Por Sergio González Levet
El gurú y el dinero
Estamos frente al mar. El gurú ha estado viendo largamente las olas que vienen y van, que van y vienen, que vienen y van. Mete en ellas sus pensamientos y deja que ellas se queden en su mente. Dicen que el estado perfecto de la meditación es cuando logras poner en blanco tu cerebro, vaciarlo por completo y dejar que la divinidad se haga una contigo.
Yo no lo creo mucho, porque siempre he pensado que lo pasivo nunca puede llevarte a algún fin; que para llegar a algo o conseguir algo, hay que emprender una acción o un pensamiento.
Pero los meditadores piensan que ése es el camino.
Por fortuna, mi gurú, aunque yo le haya puesto un sobrenombre tan hindú, no tiene nada que ver con la meditación -trascendental o no- y dedica sus pensamientos a objetivos más bien materiales e históricos.
Y nada más apegado a lo material que la frase que me suelta, inicio de una perorata mayor, que sale de su profundo amor por la época de oro de los boleros y los trovadores:
—El dinero no es la vida, es tan sólo vanidad… pero ten cuidado que no te enrede la poesía con esta frase, porque puede servir muy bien a los fines de quienes quieren quedarse con todas las riquezas del mundo, aunque terminen condenando a la pobreza a todos sus semejantes.
—No me importa precisamente atesorar una gran fortuna —le digo como para ponerme en una buena atalaya de lanzamiento.
—No, y está bien. Pero procura hacerte de un patrimonio que te permita vivir decorosamente (en donde “decorosamente” quiere decir que vivas con las comodidades y hasta los lujos que tú quieras). ¿Por qué? Porque si tienes recursos suficientes para vivir o sobrevivir, no tendrás que perder el tiempo consiguiendo dinero para mantenerte y mantener a los tuyos. Y como tendrás tiempo, podrás hacer las cosas y podrás pensar las ideas que te hagan un ser humano mejor.
—Pero, ¿cuál es la medida justa de lo que debo obtener? —suelto el anzuelo, que el gurú atrapa con gusto, y de ahí me lanza su lista de recomendaciones, su escala de Jacob financiera.
—Primero: cobra por tu trabajo en lo que vale, no lo regales.
—Segundo: no te corrompas, no robes, no pases por encima de los demás. El dinero bien habido se queda contigo; el otro, así como viene fácilmente, se escurre como arena entre las manos y se pierde en la inmensidad de las playas de la economía.
—Tercero: vive bien, aunque frugalmente. No exageres en los placeres ni gastes de más. Tampoco seas miserable, que cuesta mucho serlo.

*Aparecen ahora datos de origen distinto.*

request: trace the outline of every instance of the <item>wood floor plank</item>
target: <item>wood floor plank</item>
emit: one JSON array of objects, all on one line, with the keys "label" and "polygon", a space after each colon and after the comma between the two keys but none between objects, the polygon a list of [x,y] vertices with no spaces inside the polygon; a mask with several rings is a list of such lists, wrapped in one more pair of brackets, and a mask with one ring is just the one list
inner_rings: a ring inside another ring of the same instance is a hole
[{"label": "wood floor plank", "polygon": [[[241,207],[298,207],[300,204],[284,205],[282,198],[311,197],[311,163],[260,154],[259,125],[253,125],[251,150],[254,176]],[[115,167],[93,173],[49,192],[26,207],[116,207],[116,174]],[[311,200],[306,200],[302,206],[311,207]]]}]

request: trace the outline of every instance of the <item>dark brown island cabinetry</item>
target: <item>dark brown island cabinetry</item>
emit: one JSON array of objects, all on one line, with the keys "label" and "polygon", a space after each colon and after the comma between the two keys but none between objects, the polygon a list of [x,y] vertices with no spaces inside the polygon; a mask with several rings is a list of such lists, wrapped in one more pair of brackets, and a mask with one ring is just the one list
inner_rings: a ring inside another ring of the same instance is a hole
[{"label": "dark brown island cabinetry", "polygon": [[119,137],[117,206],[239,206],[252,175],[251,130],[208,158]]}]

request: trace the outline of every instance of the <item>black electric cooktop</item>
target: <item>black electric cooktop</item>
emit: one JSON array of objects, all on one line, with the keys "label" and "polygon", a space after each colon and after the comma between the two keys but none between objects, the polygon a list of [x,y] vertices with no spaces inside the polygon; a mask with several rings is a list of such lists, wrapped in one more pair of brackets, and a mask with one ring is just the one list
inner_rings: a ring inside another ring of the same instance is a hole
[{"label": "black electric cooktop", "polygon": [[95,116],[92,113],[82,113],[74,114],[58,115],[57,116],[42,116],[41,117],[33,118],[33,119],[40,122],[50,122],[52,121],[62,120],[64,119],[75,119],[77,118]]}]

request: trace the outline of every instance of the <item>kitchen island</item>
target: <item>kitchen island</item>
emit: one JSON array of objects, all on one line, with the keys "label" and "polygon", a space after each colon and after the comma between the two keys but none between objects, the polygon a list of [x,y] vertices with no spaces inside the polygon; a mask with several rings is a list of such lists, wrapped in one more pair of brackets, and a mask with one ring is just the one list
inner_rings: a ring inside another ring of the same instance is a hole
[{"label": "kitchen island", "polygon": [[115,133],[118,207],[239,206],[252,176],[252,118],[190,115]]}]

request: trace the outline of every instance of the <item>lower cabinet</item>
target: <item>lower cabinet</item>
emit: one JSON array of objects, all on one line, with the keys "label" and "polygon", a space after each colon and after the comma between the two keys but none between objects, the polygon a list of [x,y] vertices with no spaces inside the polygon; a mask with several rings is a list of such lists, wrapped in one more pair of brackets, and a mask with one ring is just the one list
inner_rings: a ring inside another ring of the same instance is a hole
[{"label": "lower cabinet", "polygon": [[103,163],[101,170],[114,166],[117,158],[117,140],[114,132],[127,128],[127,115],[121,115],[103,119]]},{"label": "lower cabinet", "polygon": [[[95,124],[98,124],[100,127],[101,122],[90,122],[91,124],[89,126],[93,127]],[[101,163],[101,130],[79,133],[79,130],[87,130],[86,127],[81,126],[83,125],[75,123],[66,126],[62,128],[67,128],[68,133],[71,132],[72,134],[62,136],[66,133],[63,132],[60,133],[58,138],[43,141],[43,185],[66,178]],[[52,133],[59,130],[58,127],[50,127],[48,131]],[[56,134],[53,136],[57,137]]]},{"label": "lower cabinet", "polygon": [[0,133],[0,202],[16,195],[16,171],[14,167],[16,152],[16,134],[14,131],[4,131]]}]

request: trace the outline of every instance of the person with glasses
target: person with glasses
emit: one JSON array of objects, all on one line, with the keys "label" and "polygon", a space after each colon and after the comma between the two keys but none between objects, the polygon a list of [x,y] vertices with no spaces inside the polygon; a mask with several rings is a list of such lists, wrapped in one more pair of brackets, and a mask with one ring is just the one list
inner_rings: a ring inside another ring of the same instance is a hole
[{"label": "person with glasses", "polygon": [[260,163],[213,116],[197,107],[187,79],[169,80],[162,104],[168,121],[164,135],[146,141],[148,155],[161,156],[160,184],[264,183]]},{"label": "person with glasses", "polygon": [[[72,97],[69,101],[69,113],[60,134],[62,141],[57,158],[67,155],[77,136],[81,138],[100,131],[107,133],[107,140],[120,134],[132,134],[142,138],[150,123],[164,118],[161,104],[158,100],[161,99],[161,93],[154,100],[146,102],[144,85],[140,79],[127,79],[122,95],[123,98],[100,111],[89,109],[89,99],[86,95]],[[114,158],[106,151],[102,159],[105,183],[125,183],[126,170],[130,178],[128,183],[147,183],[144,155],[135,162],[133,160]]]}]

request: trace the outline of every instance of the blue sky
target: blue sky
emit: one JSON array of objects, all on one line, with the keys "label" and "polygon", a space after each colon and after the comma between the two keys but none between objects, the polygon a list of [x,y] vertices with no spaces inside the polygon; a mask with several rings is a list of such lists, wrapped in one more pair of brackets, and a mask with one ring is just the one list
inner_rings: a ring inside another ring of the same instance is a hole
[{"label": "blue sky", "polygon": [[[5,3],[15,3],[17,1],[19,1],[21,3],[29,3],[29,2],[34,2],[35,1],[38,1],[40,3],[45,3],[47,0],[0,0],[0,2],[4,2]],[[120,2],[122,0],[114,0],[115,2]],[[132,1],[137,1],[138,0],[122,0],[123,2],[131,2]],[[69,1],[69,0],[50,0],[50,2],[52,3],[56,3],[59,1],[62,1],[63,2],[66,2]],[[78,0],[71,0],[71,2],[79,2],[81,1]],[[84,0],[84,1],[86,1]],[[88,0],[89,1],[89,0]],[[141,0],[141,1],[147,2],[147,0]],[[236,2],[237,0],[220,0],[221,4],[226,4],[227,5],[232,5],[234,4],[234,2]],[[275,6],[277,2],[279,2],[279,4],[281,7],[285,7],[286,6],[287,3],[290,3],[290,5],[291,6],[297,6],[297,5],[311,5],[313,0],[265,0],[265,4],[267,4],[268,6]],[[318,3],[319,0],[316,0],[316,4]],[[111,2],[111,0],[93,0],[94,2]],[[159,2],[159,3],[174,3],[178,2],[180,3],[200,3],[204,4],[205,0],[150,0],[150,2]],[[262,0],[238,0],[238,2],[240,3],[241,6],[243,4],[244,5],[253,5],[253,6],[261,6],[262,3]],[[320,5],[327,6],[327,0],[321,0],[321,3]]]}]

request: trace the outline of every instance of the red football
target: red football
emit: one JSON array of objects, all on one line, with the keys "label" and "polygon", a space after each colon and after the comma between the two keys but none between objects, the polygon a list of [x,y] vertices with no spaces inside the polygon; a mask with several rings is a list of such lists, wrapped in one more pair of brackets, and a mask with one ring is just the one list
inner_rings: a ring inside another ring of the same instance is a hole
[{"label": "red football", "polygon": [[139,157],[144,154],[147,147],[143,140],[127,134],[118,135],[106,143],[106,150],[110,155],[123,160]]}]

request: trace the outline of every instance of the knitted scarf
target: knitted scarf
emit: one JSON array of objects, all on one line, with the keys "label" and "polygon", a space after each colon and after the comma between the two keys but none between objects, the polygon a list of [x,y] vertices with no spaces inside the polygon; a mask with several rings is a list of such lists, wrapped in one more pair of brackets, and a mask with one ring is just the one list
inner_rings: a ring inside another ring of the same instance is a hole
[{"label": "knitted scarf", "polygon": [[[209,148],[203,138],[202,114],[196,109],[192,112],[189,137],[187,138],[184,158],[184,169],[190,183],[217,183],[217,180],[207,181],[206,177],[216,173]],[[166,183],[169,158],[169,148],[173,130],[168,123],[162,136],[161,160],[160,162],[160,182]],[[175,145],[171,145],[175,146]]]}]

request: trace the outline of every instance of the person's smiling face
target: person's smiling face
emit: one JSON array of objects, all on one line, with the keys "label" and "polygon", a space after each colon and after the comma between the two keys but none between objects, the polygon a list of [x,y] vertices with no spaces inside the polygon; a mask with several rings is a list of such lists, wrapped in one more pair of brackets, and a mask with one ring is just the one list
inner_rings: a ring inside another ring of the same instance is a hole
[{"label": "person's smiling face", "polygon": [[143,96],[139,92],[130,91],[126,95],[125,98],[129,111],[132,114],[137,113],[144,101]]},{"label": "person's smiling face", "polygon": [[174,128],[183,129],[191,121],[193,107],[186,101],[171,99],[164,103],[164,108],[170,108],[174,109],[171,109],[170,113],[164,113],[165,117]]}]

—Cuarto: atente a lo que tienes y nunca pidas prestado lo que no puedas pagar.
—Quinto, y me repito: no robes, nunca, pero en este caso los dineros públicos, porque son de todos y eso no quiere decir que sean de nadie. Deja que se apliquen en el bien público y te sentirás muy bien, satisfecho, congruente, en paz con tu conciencia.
—Sexto, y muy importante, y también me repito: no regales tu dinero. Cobra justamente por lo que vales, no pagues de más, no gastes de más…
La frase final me explicó hacia dónde iba su intención con esta charla, que parecía rara en él:
—Y lo que se aplica para tus finanzas personales, se aplica para las finanzas estatales y vale también para las finanzas nacionales. El hombre es la unidad, y de ahí parte toda la economía…
Y volvió a mirar al mar, y a ensimismarse.